Since founding Nine Dot Arts in 2009, Weidmann and Casey—both formally trained studio artists—have helped clients in more than 33 states and four countries source original works by emerging and established artists from Colorado and around the globe. (Along the way, they’ve helped launch the careers of local favorites Ian Fisher, Sandra Fettingis, and Andrew Ramiro Tirado, to name a few.) Here, the duo dishes on Denver, dream collabs, and what’s next.

5280 Home: Why does Denver need public art?
Martha Weidmann: Art elevates public spaces by providing intrigue, character, memories, wayfinding, moments of respite, connections with different audiences, and support for the creative community. Art tells the story of humanity. Without it, we have no soul as a city.

How does your background as studio artists influence your work?
Molly Casey: Our formal training gives us an advantage when connecting artists and businesses. We understand quality craftsmanship, which allows us to truly respect and appreciate great work when we see it. We can empathize with artists because we know how difficult their work is. Our artistic backgrounds also help us explain artwork to our clients in a way that’s approachable and fun. We make the art world less intimidating and more accessible.

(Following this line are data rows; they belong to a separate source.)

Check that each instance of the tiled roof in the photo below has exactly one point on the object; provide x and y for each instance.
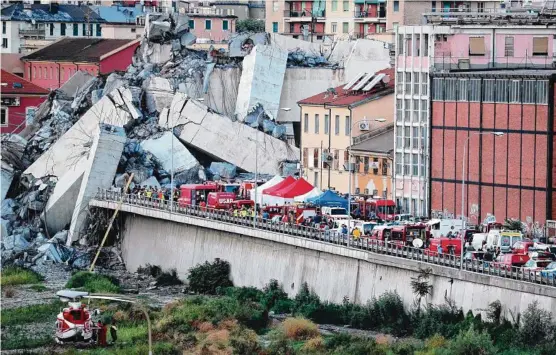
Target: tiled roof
(88, 50)
(50, 13)
(13, 84)
(347, 97)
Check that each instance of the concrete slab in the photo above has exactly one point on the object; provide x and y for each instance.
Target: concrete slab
(261, 80)
(101, 167)
(162, 149)
(158, 93)
(59, 208)
(233, 142)
(73, 146)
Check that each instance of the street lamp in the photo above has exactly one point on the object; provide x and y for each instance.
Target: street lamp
(379, 120)
(257, 164)
(463, 222)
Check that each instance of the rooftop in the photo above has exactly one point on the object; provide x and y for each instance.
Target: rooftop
(381, 142)
(78, 49)
(353, 97)
(13, 85)
(118, 14)
(50, 13)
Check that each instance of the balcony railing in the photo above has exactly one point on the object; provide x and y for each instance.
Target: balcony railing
(361, 14)
(32, 32)
(305, 13)
(364, 243)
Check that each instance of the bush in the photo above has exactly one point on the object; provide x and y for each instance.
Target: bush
(299, 329)
(207, 278)
(536, 326)
(94, 283)
(471, 342)
(18, 276)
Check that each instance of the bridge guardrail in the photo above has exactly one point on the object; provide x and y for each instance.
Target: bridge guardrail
(332, 237)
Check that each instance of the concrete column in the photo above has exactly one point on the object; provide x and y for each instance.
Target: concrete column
(102, 164)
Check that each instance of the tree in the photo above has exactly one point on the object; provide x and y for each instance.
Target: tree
(250, 25)
(420, 286)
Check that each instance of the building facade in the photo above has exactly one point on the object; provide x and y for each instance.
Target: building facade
(20, 100)
(511, 42)
(52, 66)
(28, 27)
(326, 121)
(501, 124)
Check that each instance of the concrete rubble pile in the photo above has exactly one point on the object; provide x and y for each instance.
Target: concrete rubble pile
(93, 133)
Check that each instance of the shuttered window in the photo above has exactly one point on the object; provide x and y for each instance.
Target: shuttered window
(477, 46)
(540, 46)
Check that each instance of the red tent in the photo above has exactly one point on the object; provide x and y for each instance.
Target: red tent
(298, 188)
(286, 182)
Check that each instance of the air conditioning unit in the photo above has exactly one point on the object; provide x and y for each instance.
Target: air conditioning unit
(364, 126)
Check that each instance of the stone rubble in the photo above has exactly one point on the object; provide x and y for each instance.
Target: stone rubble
(52, 170)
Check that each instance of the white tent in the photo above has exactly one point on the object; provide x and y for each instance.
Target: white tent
(275, 180)
(313, 193)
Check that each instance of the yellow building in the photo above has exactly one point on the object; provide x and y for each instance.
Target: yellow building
(366, 107)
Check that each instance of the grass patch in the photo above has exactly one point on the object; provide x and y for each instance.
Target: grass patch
(30, 314)
(91, 282)
(19, 276)
(38, 288)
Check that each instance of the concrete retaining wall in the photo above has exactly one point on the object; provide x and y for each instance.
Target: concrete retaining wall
(180, 241)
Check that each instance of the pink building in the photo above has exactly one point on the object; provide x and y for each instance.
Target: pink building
(216, 26)
(51, 66)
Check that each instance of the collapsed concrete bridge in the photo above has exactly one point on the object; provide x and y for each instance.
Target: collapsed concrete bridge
(177, 237)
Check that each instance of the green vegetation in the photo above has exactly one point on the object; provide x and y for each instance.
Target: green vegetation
(250, 25)
(30, 314)
(91, 282)
(19, 276)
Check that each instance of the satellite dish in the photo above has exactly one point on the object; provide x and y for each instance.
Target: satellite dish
(417, 243)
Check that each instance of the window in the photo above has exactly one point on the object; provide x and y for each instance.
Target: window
(345, 27)
(316, 157)
(3, 116)
(509, 46)
(540, 45)
(476, 46)
(316, 124)
(30, 115)
(398, 163)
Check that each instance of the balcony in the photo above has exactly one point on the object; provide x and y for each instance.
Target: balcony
(304, 15)
(32, 32)
(371, 16)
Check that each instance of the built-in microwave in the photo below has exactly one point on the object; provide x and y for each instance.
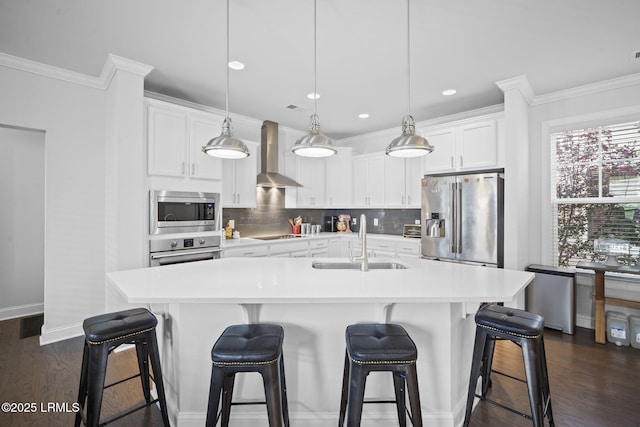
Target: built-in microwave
(183, 212)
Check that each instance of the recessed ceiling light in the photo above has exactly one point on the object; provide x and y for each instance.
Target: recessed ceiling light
(236, 65)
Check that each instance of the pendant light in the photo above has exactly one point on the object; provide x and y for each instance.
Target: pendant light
(226, 146)
(409, 144)
(314, 144)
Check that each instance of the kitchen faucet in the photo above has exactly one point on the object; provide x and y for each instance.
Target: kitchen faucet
(362, 235)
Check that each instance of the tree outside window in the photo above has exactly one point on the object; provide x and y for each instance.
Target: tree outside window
(597, 181)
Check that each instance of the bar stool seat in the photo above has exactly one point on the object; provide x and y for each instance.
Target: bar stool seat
(494, 322)
(103, 334)
(379, 347)
(248, 348)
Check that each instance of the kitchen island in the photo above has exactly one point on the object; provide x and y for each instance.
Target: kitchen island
(435, 302)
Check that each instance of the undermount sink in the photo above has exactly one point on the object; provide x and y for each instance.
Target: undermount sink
(356, 265)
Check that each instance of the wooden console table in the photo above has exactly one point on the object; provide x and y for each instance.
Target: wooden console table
(600, 299)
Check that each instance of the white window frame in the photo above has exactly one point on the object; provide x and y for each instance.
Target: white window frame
(548, 177)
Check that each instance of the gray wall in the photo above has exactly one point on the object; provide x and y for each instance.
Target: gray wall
(22, 225)
(270, 217)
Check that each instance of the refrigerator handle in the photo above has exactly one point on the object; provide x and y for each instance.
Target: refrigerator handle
(459, 217)
(456, 229)
(453, 240)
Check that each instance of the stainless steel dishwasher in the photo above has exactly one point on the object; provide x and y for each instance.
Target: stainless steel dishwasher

Which local artists are you itching to collaborate with?
MW: Ben Siekierski, a young artist who works in media ranging from porcelain compositions to video art, all united by an air of dry humor; the Cleo Parker Robinson Dance institution; Colorado poet laureate Joseph Hutchison; and Jami Duffy, executive director of [music-education nonprofit] Youth on Record.

Where can we see your curatorial work next?
MC: At Union Hall [opening early 2019 at the Coloradan at Union Station], a community-focused arts space [created by Colorado-based developer East West Partners] for locals and visitors. Our curatorial program there is focused on experimental and groundbreaking exhibitions utilizing new mediums and technology; young artists and curators; and impactful lectures, events, and performances.

Before you go: What’s the name “Nine Dot Arts” about?
MW: “Nine Dot Arts” is inspired by the classic brainteaser known as the “nine dot puzzle.” The challenge is to connect all nine dots using only four straight lines, without lifting the pen off the paper. Most people think within the perceived grid. The key is to think outside the box.

Find Nine Dot Arts’ curated collections in these Front Range public spaces.

Look For: Chicago artist Chris Silva’s “Audio Visual,” a mixed-media installation—representing the hotel’s scenic location near Red Rocks Amphitheatre—made of painted salvaged wood and repurposed vinyl records. Photo courtesy of Origin Red Rocks

1. Where: The Elizabeth Hotel, Fort Collins, first-floor elevator lobby
Look For: Mixed-media artist John Garrett’s curtain-like “Mourning,” which is made of crocheted audio cassette tape—in keeping with the hotel’s music theme.

2. Where: Le Méridien Denver Downtown hotel, behind the reception desk
Look For: “Marie,” a giant assemblage of more than 1,100 miniature oil portraits of Marie Antoinette, by Denver painter Jonathan Saiz.

3. Where: The Maven Hotel, LoDo, first-floor elevator lobby
Look For: Denver visual artist Travis Hetman’s “Dark Matter Gathering” , comprising hundreds of old black-and-white photographs embellishedwith tiny, hand-painted “dark matter clusters.”

4. Where: Denver Theatre District
Look For: “The Blue Trees,” an installation for which artist Konstantin Dimopoulos and volunteers coated 156 real trees with nontoxic, natural blue pigment that will naturally degrade over 12 months.

5. Where: Union Hall at the Coloradan
Look For: Deborah Brown’s solo exhibition of recent oil paintings (opening early 2019), in which a female protagonist and her Jack Russell terrier re-enact stories from mythology, literature, and the Bible.